In Praise of Women’s Bodies by Gloria Steinem (Finished 06/13/2017)

This is more of an essay than a book. I wish that I had read it in college, so I could have discussed it with others. I do think that it’s important to see women’s bodies as something other than attractive, but capable, strong and powerful.  Gloria Steinem points out that women’s bodies can be important in different ways for different women. It’s easy for feminists to put as many limitations on women as others so, and so I was glad to see Gloria Steinem calling out and praising diversity among women.

The Extras:

Simply Tuesday by Emily P. Freeman (Finished 08/30/2017)

 This would make a great book club/small group/bible study book, but it was a little slow on its own.

Frederica by Georgette Heyer (Finished 06/12/2017)

Enjoyable. Good for Jane Austen lovers. Predictable is a good, comforting way. Read it when it’s raining, with tea.

The Storied Life of A.J. Fikry by Gabrielle Zevin (finished 08/16/2017)

Meh.

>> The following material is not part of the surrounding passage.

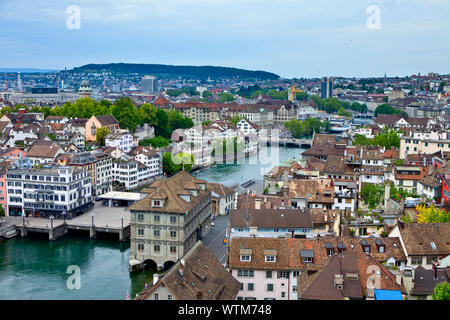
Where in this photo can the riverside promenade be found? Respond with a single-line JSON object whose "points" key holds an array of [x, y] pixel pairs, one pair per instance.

Reliant on too many tropes. I’d skip this one.

Call the Midwife by Jennifer Worth (Finished 08/17/2017)

Do not, I repeat, do not read this book while your sister-in-law is in the hospital with post-partum pre-eclampsia. You will give yourself a panic attack. Other than that, it’s great. 

Percy Jackson and the Lightning Thief by Rick Riordan

Young adult book about the child of a Greek god. Funny and enjoyable, I want to read the rest of the series now. A little biased towards western civilization, but I can suspend belief for a young adult novel.

That’s the end of my summer reading list! I’m a little impressed at how much I was able to finish! Now you know I’m already lining up some books for Fall. I’m taking recommendations! What did you read this summer that blew your mind?